Reading and Writing Datasets#

The battdat.io module provides tools to read and write from BatteryDataset objects.

Format

Module

Reading

Writing

Arbin

arbin

✔️

✖️

Battery Archive (https://www.batteryarchive.org)

ba

✖️

✔️

Battery Data Hub (https://batterydata.energy.gov)

batterydata

✔️

✖️

HDF5

hdf

✔️

✔️

MACCOR

maccor

✔️

✖️

Parquet

parquet

✔️

✔️

Note

The parquet and HDF5 formats write to the battery-data-toolkit file formats.

Reading Data#

DatasetReader classes provide the ability to create a dataset through the read_dataset method. The inputs to read_dataset always include a BatteryMetadata object containing information beyond what is available in the files.

Most DatasetReader read data from a filesystem and are based on DatasetFileReader. These readers take list of paths to data files alongside the metadata and also include methods (e.g., group()) to find files:

from battdat.io.batterydata import BDReader

extractor = BDReader(store_all=True)
group = next(extractor.identify_files('./example-path/'))
dataset = extractor.read_dataset(group)

The type of output dataset is defined by the output_class attribute.
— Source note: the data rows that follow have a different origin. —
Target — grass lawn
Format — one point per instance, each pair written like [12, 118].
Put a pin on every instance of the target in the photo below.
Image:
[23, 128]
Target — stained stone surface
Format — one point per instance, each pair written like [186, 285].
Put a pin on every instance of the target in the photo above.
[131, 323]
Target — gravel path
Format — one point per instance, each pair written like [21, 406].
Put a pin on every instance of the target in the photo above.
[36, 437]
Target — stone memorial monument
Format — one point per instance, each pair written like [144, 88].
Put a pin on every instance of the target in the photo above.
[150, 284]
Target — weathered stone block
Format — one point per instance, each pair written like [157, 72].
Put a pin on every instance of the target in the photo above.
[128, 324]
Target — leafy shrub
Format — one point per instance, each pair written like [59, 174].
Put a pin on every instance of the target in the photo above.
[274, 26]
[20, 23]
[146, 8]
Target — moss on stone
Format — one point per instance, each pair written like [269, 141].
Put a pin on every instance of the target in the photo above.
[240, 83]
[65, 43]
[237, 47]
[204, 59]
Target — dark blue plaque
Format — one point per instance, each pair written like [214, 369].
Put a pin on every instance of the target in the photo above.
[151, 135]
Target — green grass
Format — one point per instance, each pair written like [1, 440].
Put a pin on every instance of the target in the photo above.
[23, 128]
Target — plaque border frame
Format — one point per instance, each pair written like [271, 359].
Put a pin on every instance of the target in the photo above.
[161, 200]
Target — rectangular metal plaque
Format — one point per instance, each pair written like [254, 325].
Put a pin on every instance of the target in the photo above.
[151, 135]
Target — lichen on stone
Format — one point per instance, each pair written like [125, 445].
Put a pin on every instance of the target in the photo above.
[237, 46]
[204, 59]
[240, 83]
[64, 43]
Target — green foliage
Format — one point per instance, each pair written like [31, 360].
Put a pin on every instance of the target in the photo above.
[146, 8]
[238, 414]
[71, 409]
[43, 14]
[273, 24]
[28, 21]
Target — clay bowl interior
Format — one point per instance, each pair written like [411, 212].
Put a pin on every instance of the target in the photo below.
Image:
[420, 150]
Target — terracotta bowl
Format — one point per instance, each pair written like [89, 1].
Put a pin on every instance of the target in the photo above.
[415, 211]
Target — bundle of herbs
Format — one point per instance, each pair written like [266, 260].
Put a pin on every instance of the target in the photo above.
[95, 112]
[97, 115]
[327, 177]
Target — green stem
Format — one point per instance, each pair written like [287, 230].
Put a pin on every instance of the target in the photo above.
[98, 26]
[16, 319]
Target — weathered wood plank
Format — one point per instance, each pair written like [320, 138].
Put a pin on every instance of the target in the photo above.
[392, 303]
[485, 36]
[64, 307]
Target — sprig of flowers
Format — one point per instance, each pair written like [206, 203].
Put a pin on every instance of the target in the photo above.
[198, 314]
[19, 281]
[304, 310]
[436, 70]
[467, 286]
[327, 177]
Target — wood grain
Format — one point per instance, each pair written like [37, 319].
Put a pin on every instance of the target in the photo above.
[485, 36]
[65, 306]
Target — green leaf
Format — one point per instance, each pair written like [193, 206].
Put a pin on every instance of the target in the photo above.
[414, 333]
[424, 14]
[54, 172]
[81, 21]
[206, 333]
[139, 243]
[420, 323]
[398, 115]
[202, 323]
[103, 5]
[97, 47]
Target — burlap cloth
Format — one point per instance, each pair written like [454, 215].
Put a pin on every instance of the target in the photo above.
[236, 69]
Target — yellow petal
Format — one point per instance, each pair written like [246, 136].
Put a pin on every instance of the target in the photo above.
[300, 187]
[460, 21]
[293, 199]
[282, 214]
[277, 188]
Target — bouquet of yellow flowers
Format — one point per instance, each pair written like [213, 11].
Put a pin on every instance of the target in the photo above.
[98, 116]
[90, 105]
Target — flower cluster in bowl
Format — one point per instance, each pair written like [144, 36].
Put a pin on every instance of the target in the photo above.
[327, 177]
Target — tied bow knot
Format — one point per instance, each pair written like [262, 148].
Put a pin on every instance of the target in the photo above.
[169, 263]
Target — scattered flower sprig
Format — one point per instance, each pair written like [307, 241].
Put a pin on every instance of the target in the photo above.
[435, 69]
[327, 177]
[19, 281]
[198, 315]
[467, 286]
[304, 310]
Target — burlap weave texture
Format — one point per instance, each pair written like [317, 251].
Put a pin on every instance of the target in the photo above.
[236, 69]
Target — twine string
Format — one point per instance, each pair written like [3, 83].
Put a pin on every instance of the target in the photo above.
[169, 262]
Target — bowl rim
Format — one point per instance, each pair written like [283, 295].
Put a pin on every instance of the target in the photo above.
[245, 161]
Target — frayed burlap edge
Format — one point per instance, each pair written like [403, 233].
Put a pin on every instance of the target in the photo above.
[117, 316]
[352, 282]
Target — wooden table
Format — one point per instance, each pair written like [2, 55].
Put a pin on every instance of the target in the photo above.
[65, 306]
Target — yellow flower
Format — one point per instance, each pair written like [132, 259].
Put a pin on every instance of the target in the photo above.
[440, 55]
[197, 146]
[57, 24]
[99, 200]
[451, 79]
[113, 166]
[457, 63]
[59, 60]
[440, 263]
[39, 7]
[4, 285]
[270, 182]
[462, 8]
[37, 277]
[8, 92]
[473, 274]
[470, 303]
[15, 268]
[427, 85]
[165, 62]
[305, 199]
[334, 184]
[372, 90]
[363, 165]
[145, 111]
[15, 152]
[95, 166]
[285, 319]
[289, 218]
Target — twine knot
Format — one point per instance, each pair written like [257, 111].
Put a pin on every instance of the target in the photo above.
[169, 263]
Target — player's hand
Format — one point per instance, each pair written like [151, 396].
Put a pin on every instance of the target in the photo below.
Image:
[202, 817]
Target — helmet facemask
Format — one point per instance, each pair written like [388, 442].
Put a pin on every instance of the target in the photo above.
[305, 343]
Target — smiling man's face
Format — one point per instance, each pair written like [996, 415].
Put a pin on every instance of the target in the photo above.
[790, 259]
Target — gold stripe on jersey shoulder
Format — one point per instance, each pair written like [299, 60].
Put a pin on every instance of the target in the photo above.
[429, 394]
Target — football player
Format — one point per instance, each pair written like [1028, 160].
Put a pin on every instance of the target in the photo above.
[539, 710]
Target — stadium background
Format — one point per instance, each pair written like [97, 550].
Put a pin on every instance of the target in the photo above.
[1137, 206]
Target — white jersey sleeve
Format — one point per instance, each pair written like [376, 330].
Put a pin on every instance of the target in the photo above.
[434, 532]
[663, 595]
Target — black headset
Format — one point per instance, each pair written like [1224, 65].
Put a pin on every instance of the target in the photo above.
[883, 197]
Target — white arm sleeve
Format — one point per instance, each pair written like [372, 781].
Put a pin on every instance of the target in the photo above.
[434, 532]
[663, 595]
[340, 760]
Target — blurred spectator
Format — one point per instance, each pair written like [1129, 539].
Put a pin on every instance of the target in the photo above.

Most uses of readers do not require modifying this attribute.

Writing Data#

DatasetWriter classes write battdat.data.BatteryDataset objects into forms usable by other tools.

For example, the BatteryArchiveWriter converts the metadata into the schema used by Battery Archive and writes the data into the preferred format: CSV files no longer than 100k rows.

from battdat.io.ba import BatteryArchiveWriter
exporter = BatteryArchiveWriter()
exporter.export(example_data, './to-upload')